А то еще подстроил Миша Знаш злую шутку над Игнашкой Супоневым, который не подал ему водки. Ехал из города Супонев и доехал бы благополучно. Но поскольку он водки пожалел для Миши Знаша, то пришлось ему в болоте тонуть...
Впрочем, таких рассказов от Миши я слышал много, приводить их все нет смысла...
Подступила страда. Близ стана еще в прошлом году на колхозной пустошке дедушка Степан посеял загон озимой ржи. Рожь перезимовала и выросла. Рядом с загоном дедушки выколосился и маленький участочек пшеницы, посеянный с весны матерью. Теперь и рожь, и пшеницу требовалось убрать и обмолотить. Вооруженные серпами, взрослые принялись за дело. Стебель по стеблю, горсть по горсти — на сжатую ниву один по одному укладывались, как пьяные мужики, толстые, подпоясанные травяными вязками снопы. К вечеру из снопов вырастали суслоны, похожие на старух в широкополых войлочных шляпах.
С началом страды и в колхозе сделалось много работы. На стан к нам приехал вершный бригадир и позвал Мишу Знаша, как колхозника, на работу. Но Знаш до работы не охотник, он притворился хворым, он лежал на соломе и стонал и жаловался на поясницу, которую чем-то, как он говорил, ему прострелило. Бригадир уехал ни с чем, а Миша, дождавшись, когда стихнет вдали топот конских копыт, стал смеяться; сказал: уметь надо жить. Вскоре он уснул на соломе, из стана слышался его храп.
Вечером Миша Знаш сидел у огня и, по своему обыкновению, врал.
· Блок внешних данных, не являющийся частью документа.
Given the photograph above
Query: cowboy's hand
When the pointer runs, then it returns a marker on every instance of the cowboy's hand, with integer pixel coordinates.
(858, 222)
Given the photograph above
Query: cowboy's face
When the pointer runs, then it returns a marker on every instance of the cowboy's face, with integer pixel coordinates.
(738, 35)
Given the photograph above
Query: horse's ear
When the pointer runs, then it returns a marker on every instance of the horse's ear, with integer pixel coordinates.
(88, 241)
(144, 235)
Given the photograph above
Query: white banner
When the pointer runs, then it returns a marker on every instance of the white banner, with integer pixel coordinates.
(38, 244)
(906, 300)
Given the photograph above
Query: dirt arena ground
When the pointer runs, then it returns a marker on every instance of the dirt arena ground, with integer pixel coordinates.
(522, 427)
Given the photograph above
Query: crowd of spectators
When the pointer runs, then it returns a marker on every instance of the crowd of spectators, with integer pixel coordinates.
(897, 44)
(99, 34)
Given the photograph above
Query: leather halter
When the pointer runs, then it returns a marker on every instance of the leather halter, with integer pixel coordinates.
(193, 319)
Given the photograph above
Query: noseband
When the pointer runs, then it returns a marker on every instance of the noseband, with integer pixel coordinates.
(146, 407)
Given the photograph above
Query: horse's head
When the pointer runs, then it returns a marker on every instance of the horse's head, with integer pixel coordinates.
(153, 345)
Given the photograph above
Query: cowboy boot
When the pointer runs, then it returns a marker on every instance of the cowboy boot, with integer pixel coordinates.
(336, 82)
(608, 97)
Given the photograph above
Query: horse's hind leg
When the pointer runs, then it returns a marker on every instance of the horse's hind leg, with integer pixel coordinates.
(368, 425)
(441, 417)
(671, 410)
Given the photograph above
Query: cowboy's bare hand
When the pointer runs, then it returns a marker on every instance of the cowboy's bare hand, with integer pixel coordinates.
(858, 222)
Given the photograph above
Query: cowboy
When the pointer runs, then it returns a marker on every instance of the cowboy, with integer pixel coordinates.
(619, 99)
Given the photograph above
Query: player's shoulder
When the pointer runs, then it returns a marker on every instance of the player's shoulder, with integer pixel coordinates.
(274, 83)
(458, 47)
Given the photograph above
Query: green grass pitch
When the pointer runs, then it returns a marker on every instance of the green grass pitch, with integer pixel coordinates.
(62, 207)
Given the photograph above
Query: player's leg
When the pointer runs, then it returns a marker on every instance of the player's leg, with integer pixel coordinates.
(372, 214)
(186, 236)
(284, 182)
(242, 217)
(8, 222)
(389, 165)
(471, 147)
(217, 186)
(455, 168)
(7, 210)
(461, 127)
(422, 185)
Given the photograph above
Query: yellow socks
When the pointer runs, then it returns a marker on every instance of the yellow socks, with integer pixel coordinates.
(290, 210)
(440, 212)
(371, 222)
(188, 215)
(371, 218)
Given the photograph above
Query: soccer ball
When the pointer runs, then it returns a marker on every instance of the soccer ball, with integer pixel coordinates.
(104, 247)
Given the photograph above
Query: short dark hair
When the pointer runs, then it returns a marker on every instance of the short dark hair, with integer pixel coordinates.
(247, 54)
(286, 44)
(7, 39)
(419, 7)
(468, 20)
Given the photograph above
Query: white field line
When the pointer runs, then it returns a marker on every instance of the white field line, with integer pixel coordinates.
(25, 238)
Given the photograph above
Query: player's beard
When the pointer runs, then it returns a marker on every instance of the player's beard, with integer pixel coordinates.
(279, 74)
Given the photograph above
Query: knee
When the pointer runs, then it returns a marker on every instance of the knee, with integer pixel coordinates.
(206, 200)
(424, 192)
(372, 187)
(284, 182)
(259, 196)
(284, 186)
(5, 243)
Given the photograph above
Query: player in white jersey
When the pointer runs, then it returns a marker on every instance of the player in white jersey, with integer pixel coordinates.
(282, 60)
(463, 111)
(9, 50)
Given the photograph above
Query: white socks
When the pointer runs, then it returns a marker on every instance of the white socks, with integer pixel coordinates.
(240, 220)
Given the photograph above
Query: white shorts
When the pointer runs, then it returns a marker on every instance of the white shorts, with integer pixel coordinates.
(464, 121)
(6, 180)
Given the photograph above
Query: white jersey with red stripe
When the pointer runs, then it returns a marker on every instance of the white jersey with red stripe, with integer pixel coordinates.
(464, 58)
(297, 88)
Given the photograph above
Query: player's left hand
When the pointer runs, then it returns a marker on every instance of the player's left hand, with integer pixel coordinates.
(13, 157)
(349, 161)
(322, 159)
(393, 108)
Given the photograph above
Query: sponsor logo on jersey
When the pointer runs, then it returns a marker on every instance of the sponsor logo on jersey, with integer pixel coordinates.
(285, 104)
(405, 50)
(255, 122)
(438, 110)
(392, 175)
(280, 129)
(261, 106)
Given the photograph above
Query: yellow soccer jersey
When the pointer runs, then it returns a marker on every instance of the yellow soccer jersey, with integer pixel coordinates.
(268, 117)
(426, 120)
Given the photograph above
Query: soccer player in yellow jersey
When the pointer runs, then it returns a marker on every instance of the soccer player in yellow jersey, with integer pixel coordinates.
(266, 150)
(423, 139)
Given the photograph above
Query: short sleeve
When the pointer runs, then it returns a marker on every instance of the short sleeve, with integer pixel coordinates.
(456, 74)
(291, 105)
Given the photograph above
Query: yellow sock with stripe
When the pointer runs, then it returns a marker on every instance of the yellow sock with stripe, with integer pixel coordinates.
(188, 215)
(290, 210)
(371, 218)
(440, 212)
С важным и таинственным видом он сообщил дедушке Степану: на деревне до сего времени был один чертячий знатец, это он, Знаш. А теперь появился еще один.
— Кто такой? — поинтересовался дедушка Степан.
Миша Знаш помолчал и доверительным шепотом ответил:
— Колхозный председатель, вот кто...
Сообщение Миши развеселило дедушку Степана, он расхохотался. Увлеченно он так смеялся, скалясь, бородешка клинышком тряслась и прыгала. Дедушка хлопал от удовольствия себя по колену, он, кажется, радовался, что председатель спознался с нечистою силой. Просмеявшись, он сказал:
— Верю я тебе, брательник, верю, правду говоришь. По-иному как у вашего председателя и не должно получиться. Мочных мужиков, как я, к примерности, он поразогнал в разные стороны, а теперь у него одна надежда остается — на чертей, они его выручат. Ха-ха.
— А ты, брат, не смейся, я правду, знашь, толкую, — с серьезным видом утверждал Миша Знаш. — Не вру, это мне ни к чему. Говорю, спознался он с чертями, так оно и есть на самом деле. Правда, передо мной он шавка мелкая. У меня, знашь, с дюжину их в подчинении, а у него, знашь, всего-навсего один, да и тот какой-то косоротый. На цепи в кладовке он его держит, как собаку. А когда надо, выпускает, и он на людей накидывается.